January 23, 2022

The Impossible Possibility for an Impossible Time, III: In Every Glass of Common Water, Hints of Garnet-Gold

Passage: John 2:1–11

The wedding was only the beginning.

Ever since it has been miracle:
Touching the shoreline of the other in our sleep,
Waking warm beneath our roof,
Hoeing the wheat shoots in our fields.

Our union was not singular; we fought
And sulked, sickened like the other folk.
But in every glass of common water,
We tasted hints of garnet-gold.

Kathy Coffey,  The Cana Couple Reminisce

According to the Gospel of John, the wedding at Cana is Jesus’ debut on history’s stage. This is what gets him noticed at the beginning.

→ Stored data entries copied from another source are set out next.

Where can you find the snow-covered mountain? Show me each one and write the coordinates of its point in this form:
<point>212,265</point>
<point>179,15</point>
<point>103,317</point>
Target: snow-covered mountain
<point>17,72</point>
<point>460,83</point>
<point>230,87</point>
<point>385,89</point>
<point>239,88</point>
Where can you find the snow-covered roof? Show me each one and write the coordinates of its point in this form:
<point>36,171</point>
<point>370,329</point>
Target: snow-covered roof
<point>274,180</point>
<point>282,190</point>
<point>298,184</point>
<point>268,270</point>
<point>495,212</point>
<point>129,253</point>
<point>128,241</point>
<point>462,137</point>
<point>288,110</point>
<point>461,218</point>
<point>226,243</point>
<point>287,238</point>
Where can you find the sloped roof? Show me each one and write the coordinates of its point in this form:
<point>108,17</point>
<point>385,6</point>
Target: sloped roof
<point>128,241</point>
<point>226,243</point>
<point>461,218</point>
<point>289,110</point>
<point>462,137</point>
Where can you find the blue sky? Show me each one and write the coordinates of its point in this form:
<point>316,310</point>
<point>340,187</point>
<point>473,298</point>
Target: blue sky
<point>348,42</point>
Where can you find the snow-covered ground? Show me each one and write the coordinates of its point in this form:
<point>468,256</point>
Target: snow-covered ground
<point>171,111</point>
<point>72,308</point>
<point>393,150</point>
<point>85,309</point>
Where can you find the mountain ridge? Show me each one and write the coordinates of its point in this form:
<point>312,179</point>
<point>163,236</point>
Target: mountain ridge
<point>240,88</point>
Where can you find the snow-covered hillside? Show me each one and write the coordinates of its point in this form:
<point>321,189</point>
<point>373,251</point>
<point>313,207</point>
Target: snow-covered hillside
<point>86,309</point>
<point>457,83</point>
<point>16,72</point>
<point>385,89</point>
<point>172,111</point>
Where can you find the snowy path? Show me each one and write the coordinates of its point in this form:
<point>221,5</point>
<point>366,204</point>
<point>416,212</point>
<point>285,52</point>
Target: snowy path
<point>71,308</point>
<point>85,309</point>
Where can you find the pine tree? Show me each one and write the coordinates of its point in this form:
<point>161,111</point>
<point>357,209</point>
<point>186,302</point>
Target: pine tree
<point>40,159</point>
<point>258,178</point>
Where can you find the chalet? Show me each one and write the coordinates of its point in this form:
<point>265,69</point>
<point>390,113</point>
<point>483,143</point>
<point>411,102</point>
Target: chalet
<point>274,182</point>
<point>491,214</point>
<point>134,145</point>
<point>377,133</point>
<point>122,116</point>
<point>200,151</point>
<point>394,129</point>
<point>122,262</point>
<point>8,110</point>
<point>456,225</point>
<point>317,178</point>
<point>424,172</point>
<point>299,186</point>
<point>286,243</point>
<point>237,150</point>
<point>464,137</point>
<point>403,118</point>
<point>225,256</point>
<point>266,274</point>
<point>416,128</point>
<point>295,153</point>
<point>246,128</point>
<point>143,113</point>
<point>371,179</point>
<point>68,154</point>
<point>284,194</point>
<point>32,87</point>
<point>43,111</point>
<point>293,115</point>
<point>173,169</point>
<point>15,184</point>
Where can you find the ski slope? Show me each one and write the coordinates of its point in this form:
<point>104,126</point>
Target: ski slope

They run out of wine at a wedding in Cana where Jesus and Mother Mary are guests. I don’t know why Mary thinks the empty bar is her problem to solve, but in any case, she presses her inimitable son into service.

There were six stone water jars at the Cana Hilton; each stone jar could hold 25 gallons. So Jesus turns 150 gallons of common well water into a plush, garnet King David cabernet sauvignon with a pungent nose and a long finish that would get a 98 from Wine Spectator. That’s four more bottles for every single guest!  Have you ever been to a wedding that was that well-lubricated?

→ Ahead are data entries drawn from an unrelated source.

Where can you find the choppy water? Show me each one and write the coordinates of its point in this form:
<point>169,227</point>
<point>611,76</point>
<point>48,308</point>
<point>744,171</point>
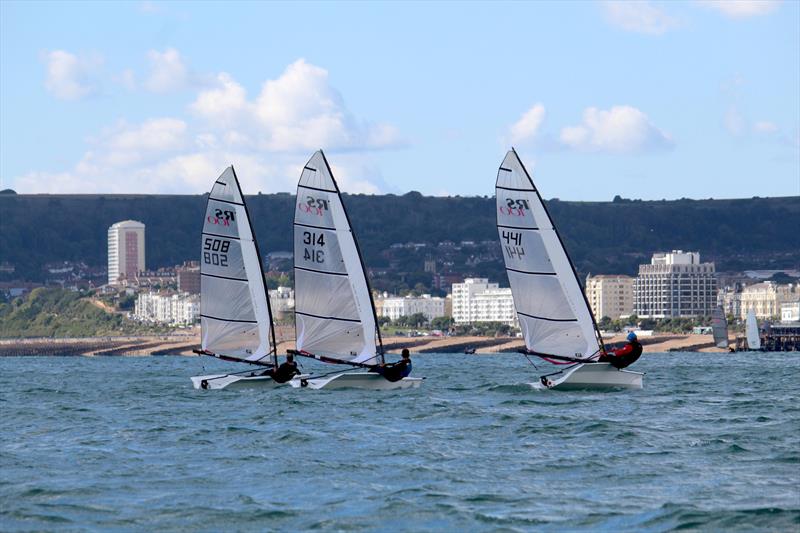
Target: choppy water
<point>712,442</point>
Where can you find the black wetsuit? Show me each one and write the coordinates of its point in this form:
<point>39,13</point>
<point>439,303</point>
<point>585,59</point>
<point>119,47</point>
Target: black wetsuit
<point>623,357</point>
<point>394,372</point>
<point>284,373</point>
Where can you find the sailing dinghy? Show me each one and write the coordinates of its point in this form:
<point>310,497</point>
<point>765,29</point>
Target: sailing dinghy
<point>751,329</point>
<point>335,318</point>
<point>719,327</point>
<point>235,316</point>
<point>556,321</point>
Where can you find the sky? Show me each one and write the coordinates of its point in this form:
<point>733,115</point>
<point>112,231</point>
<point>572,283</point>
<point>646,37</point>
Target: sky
<point>650,100</point>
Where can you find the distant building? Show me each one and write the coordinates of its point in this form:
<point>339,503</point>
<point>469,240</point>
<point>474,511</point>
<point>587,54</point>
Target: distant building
<point>790,312</point>
<point>766,299</point>
<point>610,296</point>
<point>281,300</point>
<point>394,308</point>
<point>173,309</point>
<point>125,250</point>
<point>675,284</point>
<point>189,277</point>
<point>477,300</point>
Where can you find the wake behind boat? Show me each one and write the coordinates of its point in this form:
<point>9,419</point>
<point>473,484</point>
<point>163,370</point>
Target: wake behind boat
<point>335,318</point>
<point>556,321</point>
<point>235,316</point>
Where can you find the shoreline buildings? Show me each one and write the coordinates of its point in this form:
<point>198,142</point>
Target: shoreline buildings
<point>477,300</point>
<point>610,296</point>
<point>125,250</point>
<point>675,284</point>
<point>395,307</point>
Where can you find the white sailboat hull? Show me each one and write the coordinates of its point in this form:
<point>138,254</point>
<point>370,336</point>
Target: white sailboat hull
<point>357,380</point>
<point>592,376</point>
<point>239,381</point>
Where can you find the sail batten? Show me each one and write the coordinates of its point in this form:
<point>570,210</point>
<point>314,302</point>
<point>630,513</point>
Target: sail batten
<point>235,317</point>
<point>553,313</point>
<point>334,313</point>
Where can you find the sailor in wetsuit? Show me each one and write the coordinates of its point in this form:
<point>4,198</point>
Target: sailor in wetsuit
<point>625,356</point>
<point>395,371</point>
<point>285,372</point>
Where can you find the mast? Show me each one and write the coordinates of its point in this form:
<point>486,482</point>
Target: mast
<point>569,259</point>
<point>274,349</point>
<point>360,258</point>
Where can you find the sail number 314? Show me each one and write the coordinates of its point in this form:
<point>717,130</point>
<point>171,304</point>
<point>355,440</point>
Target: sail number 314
<point>312,254</point>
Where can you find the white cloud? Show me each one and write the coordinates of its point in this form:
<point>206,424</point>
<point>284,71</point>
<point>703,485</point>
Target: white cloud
<point>167,71</point>
<point>640,17</point>
<point>735,122</point>
<point>741,8</point>
<point>621,129</point>
<point>70,77</point>
<point>299,110</point>
<point>765,126</point>
<point>527,127</point>
<point>267,138</point>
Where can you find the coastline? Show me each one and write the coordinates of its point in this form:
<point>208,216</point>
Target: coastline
<point>184,344</point>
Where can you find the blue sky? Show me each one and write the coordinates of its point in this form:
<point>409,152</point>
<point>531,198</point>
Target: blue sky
<point>643,99</point>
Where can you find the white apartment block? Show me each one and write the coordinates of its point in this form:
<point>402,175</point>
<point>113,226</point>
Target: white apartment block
<point>125,250</point>
<point>610,296</point>
<point>790,312</point>
<point>173,309</point>
<point>477,300</point>
<point>767,298</point>
<point>675,284</point>
<point>430,306</point>
<point>281,300</point>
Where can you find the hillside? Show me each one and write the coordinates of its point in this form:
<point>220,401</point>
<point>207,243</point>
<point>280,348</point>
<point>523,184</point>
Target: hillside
<point>602,237</point>
<point>60,313</point>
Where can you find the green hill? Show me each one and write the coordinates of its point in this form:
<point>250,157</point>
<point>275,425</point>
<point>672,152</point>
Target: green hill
<point>602,237</point>
<point>59,313</point>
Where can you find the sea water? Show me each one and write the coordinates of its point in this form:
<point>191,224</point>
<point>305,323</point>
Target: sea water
<point>126,444</point>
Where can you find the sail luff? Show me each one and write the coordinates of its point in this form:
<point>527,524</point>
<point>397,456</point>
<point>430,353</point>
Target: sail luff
<point>719,327</point>
<point>551,306</point>
<point>236,320</point>
<point>566,253</point>
<point>360,258</point>
<point>334,311</point>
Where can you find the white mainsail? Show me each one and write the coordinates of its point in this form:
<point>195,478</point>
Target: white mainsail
<point>719,327</point>
<point>553,313</point>
<point>334,312</point>
<point>235,316</point>
<point>751,327</point>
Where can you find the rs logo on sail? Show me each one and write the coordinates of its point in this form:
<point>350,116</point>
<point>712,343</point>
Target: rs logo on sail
<point>514,207</point>
<point>221,218</point>
<point>313,206</point>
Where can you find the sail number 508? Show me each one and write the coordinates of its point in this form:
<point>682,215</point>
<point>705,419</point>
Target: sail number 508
<point>215,251</point>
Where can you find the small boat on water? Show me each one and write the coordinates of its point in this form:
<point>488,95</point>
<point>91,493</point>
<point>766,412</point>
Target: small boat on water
<point>235,316</point>
<point>554,315</point>
<point>335,319</point>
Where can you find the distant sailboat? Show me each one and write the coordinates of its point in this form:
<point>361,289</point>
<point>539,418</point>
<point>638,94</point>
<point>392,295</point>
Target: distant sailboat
<point>235,316</point>
<point>335,318</point>
<point>719,327</point>
<point>751,327</point>
<point>553,313</point>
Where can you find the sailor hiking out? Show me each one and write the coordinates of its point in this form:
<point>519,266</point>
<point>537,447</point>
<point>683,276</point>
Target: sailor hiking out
<point>395,371</point>
<point>625,356</point>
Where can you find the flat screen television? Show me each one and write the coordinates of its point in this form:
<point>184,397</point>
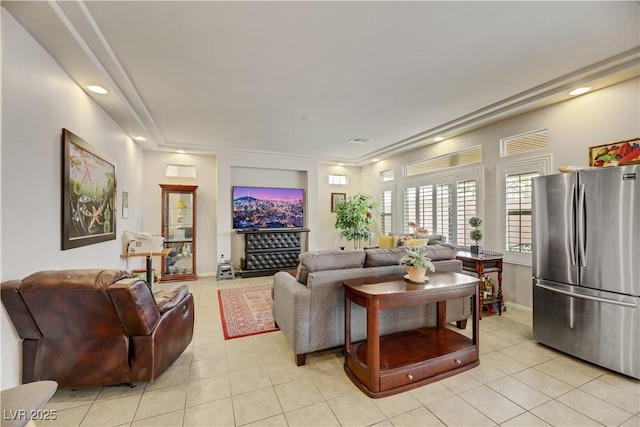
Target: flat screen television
<point>267,207</point>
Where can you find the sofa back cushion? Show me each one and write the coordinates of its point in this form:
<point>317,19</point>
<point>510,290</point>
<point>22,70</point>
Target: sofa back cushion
<point>381,257</point>
<point>440,252</point>
<point>328,260</point>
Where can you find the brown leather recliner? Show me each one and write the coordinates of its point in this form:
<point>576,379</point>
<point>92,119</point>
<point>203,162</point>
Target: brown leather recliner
<point>90,328</point>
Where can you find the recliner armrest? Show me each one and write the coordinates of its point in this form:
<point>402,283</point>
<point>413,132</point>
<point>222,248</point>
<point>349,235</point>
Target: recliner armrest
<point>166,300</point>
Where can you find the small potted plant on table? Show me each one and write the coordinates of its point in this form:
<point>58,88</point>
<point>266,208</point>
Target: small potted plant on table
<point>476,234</point>
<point>417,263</point>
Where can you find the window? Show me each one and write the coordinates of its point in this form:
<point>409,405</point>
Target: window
<point>518,212</point>
<point>385,212</point>
<point>180,171</point>
<point>467,202</point>
<point>459,158</point>
<point>443,204</point>
<point>524,143</point>
<point>514,182</point>
<point>338,179</point>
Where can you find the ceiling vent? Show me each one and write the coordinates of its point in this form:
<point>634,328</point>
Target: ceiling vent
<point>359,140</point>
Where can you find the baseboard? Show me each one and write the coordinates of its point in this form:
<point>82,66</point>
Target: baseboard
<point>518,306</point>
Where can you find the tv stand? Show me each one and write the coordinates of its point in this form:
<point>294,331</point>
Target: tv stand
<point>267,251</point>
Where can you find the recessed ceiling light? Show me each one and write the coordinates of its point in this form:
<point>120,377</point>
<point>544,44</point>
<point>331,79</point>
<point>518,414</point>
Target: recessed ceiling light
<point>580,91</point>
<point>359,140</point>
<point>98,89</point>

It seems to Katie and Christine and me that the Christ-like virtues have never been quite as intensely necessary as right now during this impossible time of pandemic and racial discord and political divisiveness. There is a “persistent hum of incivility.”

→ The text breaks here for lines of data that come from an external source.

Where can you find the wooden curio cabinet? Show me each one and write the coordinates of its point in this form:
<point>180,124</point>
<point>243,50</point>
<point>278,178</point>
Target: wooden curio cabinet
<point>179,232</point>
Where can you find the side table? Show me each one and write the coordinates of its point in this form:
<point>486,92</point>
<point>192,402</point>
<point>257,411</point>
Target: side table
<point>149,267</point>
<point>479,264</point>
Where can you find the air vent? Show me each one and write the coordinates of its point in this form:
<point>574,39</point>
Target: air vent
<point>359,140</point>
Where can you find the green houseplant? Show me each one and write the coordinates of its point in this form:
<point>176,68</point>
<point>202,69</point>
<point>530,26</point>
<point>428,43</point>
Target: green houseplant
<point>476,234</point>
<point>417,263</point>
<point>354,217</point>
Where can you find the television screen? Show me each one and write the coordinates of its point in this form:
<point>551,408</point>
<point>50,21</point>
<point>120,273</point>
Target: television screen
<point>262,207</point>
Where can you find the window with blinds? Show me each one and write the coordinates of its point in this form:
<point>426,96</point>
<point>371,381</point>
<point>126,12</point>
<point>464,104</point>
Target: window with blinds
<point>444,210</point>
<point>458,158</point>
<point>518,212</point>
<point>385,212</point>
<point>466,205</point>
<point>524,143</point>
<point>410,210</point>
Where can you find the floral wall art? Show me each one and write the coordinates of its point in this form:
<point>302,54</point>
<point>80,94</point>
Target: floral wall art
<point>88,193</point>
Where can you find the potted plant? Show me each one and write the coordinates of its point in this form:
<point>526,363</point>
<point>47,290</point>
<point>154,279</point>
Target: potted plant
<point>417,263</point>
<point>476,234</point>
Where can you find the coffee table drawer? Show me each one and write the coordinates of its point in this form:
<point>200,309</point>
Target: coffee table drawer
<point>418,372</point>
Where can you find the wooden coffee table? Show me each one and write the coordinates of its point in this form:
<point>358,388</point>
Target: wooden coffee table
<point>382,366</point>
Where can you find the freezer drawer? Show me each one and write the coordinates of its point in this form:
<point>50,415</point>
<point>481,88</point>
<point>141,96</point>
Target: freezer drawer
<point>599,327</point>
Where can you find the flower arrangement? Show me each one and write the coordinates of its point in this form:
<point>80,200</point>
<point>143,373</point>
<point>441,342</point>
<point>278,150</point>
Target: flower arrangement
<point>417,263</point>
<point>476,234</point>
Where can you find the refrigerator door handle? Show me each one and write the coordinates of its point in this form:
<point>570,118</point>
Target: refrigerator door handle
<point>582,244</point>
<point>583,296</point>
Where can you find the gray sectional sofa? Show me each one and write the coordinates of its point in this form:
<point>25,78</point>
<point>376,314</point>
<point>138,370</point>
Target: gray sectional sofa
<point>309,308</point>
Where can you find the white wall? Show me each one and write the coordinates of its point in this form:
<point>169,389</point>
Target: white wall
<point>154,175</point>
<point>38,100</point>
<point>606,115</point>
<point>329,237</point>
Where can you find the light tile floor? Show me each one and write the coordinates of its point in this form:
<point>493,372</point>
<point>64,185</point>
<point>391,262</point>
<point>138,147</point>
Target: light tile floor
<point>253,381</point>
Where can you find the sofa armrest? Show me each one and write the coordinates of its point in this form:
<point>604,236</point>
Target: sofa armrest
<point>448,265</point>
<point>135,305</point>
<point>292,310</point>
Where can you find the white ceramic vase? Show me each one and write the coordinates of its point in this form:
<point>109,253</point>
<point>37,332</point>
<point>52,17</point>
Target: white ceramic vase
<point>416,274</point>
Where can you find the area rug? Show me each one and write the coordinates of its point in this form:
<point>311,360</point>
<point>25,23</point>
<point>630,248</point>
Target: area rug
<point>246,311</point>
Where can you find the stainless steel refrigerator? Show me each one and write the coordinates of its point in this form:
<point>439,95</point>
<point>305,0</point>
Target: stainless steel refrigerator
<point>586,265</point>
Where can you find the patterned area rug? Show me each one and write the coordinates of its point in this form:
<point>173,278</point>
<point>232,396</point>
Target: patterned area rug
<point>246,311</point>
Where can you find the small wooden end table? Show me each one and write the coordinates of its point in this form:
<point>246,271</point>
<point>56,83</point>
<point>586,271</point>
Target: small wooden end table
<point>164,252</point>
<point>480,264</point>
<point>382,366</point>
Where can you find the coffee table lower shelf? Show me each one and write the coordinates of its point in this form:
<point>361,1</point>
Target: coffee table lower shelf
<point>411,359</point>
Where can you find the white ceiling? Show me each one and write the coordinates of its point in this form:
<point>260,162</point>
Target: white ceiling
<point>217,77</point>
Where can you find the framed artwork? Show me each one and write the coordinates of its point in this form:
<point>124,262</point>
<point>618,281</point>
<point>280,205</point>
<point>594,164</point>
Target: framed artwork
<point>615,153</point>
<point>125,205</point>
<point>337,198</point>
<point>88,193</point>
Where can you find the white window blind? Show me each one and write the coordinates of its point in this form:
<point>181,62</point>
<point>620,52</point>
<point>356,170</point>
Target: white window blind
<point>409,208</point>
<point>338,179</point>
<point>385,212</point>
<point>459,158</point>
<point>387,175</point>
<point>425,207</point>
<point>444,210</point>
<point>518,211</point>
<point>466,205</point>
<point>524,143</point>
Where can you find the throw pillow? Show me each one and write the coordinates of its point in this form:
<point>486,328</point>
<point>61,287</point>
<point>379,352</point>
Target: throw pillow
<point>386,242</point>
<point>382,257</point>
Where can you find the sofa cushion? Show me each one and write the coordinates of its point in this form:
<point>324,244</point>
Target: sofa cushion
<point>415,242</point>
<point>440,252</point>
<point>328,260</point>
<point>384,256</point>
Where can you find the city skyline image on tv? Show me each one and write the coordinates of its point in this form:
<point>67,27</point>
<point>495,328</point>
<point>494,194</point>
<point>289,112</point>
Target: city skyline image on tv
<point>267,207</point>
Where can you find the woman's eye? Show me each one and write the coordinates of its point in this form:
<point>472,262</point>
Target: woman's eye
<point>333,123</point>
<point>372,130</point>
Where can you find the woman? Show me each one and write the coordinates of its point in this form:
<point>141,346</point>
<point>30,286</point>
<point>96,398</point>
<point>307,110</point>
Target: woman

The other day a flight from Miami to London was 500 miles out over the Atlantic when it had to turn around and go back to Miami because one woman refused to wear a mask. She probably made a hundred people a day late.

One woman noticed that at the grocery store or the drug store or on an airplane, when people are mean, they’re a heck of a lot meaner. “Instead of saying ‘This really inconvenienced me,’ they say, ‘What the hell is wrong with you?’ It’s a different scale of mean.[1]  Yes? A different scale of mean.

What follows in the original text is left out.